Bis zum Ende des Ersten Weltkriegs definierten strenge "Hofrangreglemente" in Wien wie an deutschen Höfen so penibel wie unerbittlich, wer als "hoffähig" galt und Zugang zum Zentrum der Macht erhielt. Selbstredend blieben dabei die allermeisten Menschen außen vor. Genau aus diesem Grund verspottete der Schriftsteller Kurt Tucholsky noch in der Weimarer Republik den elitären Geist der Salons. In der Weltbühne skizzierte er 1924 den prototypischen militaristischen General als Salonlöwen mit Mokkatasse am Kamin: "Es ist ein sehr feines Haus", schrieb Tucholsky, "man hat lauter gute Namen eingeladen. Die Menschen sind in der Garderobe abzugeben". Menschen, die draußen bleiben: Dieses Politikverständnis schwingt im Sprachbild der "Salonfähigkeit" mit. Ausschlusskriterium ist dabei jedoch nicht so sehr ein politisches Urteil, das auf richtig oder falsch abhebt, sondern eher die Nachwirkung einer dünkelhaften Abschottung zwischen unten und oben.

Das Echo klassenbasierter Überheblichkeit aber ist nicht nur anti-egalitär, sondern auch gefährlich. Schließlich stellt eine der Haupttriebkräfte der aktuellen populistischen Revolte in Europa der bewusst inszenierte Angriff auf politische Eliten dar. Hier die einfachen Leute, vertreten durch selbsternannte aufrechte Volkstribune, dort die entrückte etablierte Politik: Auf diese Formel lässt sich das demagogische Spiel vielerorts reduzieren. Wie aber wirkt es, wenn nun eben diese kritisierten Eliten in Reaktion auf die Revolte ein ums andere Mal über "Salons" und deren Zugangsvoraussetzungen debattieren?

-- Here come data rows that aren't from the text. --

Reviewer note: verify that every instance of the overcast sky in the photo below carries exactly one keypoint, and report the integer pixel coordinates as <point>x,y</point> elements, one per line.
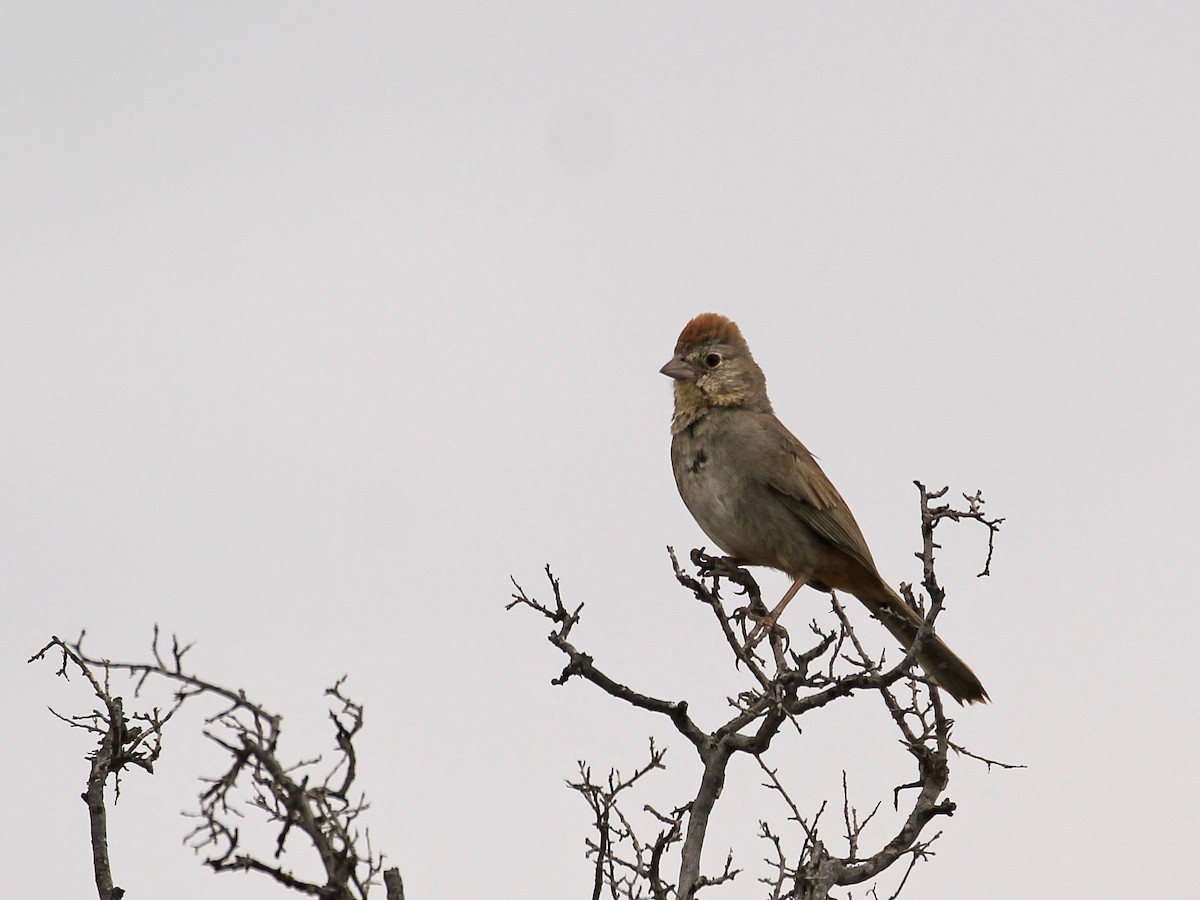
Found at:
<point>318,322</point>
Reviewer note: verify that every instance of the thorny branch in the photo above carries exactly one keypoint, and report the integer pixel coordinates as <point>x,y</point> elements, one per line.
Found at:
<point>323,809</point>
<point>837,665</point>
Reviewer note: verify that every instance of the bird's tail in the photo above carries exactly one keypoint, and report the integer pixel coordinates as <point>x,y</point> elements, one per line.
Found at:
<point>941,664</point>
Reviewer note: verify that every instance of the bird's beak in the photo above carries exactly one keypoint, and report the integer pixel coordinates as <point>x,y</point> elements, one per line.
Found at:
<point>679,370</point>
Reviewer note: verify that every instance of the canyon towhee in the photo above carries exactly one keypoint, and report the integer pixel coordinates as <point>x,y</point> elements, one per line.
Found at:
<point>761,497</point>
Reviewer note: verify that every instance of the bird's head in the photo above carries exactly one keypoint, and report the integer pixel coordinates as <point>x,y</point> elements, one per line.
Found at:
<point>713,367</point>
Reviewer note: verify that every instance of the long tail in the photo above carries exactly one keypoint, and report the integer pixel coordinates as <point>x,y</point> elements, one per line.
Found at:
<point>941,664</point>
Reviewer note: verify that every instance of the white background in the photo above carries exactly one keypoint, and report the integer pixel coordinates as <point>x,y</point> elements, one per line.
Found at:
<point>322,321</point>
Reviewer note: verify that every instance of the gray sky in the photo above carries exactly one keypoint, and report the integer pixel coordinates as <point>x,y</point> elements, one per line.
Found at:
<point>321,321</point>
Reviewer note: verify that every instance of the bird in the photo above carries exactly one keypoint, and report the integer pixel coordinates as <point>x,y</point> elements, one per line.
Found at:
<point>759,493</point>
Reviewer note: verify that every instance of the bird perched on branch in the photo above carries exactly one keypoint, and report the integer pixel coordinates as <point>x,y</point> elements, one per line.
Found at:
<point>761,497</point>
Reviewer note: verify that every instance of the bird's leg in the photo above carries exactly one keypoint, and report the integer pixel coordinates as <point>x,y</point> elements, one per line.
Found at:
<point>767,623</point>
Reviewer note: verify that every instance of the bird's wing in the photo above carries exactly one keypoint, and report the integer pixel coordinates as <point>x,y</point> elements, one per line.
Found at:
<point>792,473</point>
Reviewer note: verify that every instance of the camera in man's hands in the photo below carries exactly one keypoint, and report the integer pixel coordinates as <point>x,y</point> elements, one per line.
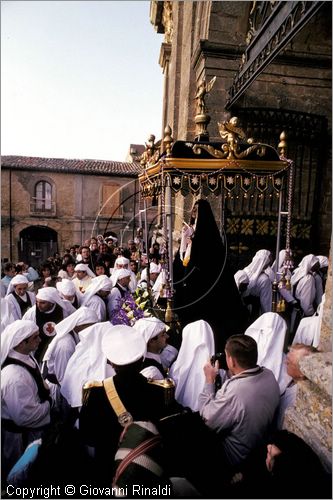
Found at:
<point>221,358</point>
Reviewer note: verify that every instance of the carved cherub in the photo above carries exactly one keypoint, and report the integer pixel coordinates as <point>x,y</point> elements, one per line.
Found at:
<point>149,151</point>
<point>202,91</point>
<point>232,133</point>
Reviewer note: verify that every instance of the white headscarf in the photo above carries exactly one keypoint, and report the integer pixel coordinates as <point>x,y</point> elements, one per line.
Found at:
<point>19,279</point>
<point>99,283</point>
<point>87,363</point>
<point>241,277</point>
<point>150,327</point>
<point>282,256</point>
<point>51,294</point>
<point>66,287</point>
<point>187,371</point>
<point>308,331</point>
<point>269,331</point>
<point>81,316</point>
<point>323,261</point>
<point>14,334</point>
<point>86,268</point>
<point>158,285</point>
<point>119,274</point>
<point>256,267</point>
<point>123,345</point>
<point>303,268</point>
<point>122,261</point>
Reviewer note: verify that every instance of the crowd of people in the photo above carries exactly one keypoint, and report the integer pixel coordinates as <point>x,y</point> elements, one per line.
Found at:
<point>92,375</point>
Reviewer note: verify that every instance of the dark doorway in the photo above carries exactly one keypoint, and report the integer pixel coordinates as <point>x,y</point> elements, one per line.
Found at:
<point>36,244</point>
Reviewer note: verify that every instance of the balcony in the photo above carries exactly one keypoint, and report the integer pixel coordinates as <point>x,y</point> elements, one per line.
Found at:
<point>44,207</point>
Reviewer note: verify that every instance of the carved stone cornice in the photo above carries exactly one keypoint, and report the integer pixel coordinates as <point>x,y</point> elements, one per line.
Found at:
<point>272,26</point>
<point>205,49</point>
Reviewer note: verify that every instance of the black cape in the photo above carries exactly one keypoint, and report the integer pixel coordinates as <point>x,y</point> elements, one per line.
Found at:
<point>205,288</point>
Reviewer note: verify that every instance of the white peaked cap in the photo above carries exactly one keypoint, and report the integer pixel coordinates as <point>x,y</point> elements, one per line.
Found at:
<point>123,345</point>
<point>150,327</point>
<point>86,268</point>
<point>81,316</point>
<point>50,294</point>
<point>197,346</point>
<point>269,331</point>
<point>303,268</point>
<point>122,261</point>
<point>14,333</point>
<point>123,273</point>
<point>241,277</point>
<point>154,268</point>
<point>19,279</point>
<point>323,261</point>
<point>87,363</point>
<point>66,287</point>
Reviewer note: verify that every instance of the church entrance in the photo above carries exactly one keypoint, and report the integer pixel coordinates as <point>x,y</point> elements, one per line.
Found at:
<point>36,244</point>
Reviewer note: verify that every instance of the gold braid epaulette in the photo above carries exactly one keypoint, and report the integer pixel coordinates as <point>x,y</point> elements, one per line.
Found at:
<point>168,386</point>
<point>87,388</point>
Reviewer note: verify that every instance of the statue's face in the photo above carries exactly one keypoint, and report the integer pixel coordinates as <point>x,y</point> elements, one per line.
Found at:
<point>194,212</point>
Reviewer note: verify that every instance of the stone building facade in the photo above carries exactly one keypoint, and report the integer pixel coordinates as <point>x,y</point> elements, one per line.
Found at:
<point>292,93</point>
<point>272,62</point>
<point>50,204</point>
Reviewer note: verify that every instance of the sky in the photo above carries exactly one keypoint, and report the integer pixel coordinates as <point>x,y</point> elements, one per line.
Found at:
<point>79,79</point>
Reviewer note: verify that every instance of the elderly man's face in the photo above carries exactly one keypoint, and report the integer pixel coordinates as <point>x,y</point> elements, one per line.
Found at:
<point>272,452</point>
<point>21,289</point>
<point>44,305</point>
<point>124,281</point>
<point>121,266</point>
<point>81,274</point>
<point>85,252</point>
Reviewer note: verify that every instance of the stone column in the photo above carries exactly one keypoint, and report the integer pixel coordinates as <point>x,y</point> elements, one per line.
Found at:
<point>311,417</point>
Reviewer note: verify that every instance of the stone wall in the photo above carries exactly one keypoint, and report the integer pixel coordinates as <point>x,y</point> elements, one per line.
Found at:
<point>311,417</point>
<point>76,214</point>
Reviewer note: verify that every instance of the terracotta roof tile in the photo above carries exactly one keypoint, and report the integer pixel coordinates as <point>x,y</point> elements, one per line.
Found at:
<point>90,167</point>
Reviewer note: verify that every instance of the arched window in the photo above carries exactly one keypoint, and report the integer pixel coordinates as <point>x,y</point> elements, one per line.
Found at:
<point>43,196</point>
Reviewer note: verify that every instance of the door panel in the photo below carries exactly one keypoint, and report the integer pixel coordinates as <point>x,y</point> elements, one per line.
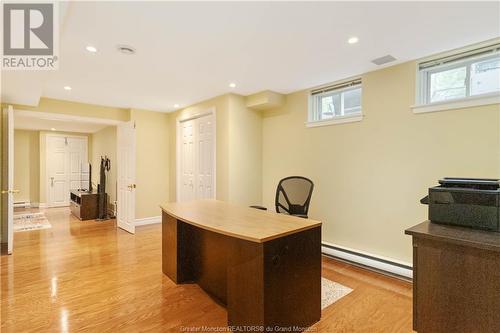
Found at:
<point>126,177</point>
<point>197,159</point>
<point>7,195</point>
<point>205,158</point>
<point>65,157</point>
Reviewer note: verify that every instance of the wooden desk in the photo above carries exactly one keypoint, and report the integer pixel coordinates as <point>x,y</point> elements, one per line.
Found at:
<point>456,279</point>
<point>264,267</point>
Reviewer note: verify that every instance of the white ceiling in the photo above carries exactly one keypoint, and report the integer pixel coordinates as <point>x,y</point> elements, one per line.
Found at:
<point>41,124</point>
<point>190,51</point>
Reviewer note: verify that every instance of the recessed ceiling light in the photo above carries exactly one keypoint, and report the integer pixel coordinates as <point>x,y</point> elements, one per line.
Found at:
<point>126,49</point>
<point>353,40</point>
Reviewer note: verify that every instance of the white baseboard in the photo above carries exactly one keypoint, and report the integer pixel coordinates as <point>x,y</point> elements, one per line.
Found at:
<point>148,220</point>
<point>369,260</point>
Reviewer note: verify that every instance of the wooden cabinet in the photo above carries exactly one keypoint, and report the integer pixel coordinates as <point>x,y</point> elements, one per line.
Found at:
<point>456,279</point>
<point>84,205</point>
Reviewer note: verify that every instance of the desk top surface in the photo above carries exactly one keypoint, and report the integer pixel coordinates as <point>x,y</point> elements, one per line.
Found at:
<point>488,240</point>
<point>237,221</point>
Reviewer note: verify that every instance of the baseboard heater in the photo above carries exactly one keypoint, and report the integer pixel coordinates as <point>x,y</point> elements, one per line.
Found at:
<point>369,261</point>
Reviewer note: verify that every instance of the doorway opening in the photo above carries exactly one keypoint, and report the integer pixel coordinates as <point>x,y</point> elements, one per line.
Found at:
<point>66,170</point>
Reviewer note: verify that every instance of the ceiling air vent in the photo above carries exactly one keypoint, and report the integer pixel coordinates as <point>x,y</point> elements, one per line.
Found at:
<point>383,60</point>
<point>125,49</point>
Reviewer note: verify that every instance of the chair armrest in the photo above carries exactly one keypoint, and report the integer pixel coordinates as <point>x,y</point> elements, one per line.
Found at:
<point>259,207</point>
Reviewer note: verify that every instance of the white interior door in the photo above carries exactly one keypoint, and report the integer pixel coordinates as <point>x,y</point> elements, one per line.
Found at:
<point>196,153</point>
<point>126,177</point>
<point>8,178</point>
<point>187,160</point>
<point>66,156</point>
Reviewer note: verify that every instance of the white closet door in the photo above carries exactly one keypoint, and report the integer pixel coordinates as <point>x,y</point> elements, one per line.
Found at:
<point>188,160</point>
<point>197,159</point>
<point>205,158</point>
<point>57,164</point>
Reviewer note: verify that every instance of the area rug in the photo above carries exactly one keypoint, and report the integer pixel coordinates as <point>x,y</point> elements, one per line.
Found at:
<point>30,221</point>
<point>332,292</point>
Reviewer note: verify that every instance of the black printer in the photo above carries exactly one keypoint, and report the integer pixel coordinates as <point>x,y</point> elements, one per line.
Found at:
<point>468,202</point>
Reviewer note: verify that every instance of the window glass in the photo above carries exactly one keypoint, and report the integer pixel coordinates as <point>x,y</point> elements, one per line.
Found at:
<point>485,77</point>
<point>336,103</point>
<point>448,84</point>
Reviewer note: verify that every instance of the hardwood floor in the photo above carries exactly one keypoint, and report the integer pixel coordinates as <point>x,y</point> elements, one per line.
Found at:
<point>90,277</point>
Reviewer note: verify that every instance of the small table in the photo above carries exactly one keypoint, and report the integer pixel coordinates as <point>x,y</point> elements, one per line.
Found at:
<point>84,204</point>
<point>456,279</point>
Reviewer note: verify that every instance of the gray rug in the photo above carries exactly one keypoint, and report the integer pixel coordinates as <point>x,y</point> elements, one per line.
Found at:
<point>30,221</point>
<point>332,292</point>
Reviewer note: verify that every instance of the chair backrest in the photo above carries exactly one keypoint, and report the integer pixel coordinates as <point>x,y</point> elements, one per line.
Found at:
<point>293,195</point>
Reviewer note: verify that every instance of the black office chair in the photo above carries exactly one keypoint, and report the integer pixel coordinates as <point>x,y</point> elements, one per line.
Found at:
<point>293,196</point>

Sicher erklärt kaum ein Sprachbild abschließend einen politischen Trend. Doch ist es ratsam, mit der Formel der "Salonfähigkeit" ausgerechnet diesem zentralen Argument der politischen Extreme in die Hände zu spielen? Mit einer impliziten Unterscheidung zwischen aufgeklärten Salons und den ungewaschenen Massen jedenfalls wird man dem Gespenst der politischen Echauffierung sicher nicht entgegenwirken können.

Klar ist, dass die wehrhafte Demokratie den Feinden der Freiheit nicht nur Grenzen setzen kann, sondern auch muss. Das ist und bleibt eine Selbstverständlichkeit. Doch diese Grenzen sollten eben nicht in eine rhetorische Form gegossen werden, die das Ansinnen der Gleichheit und der Freiheit konterkariert.

Der politische Gegner ist nicht "salonfähig"? Unsere Republik ist kein Salon. Deshalb: Schluss mit dem Gerede von der "Salonfähigkeit".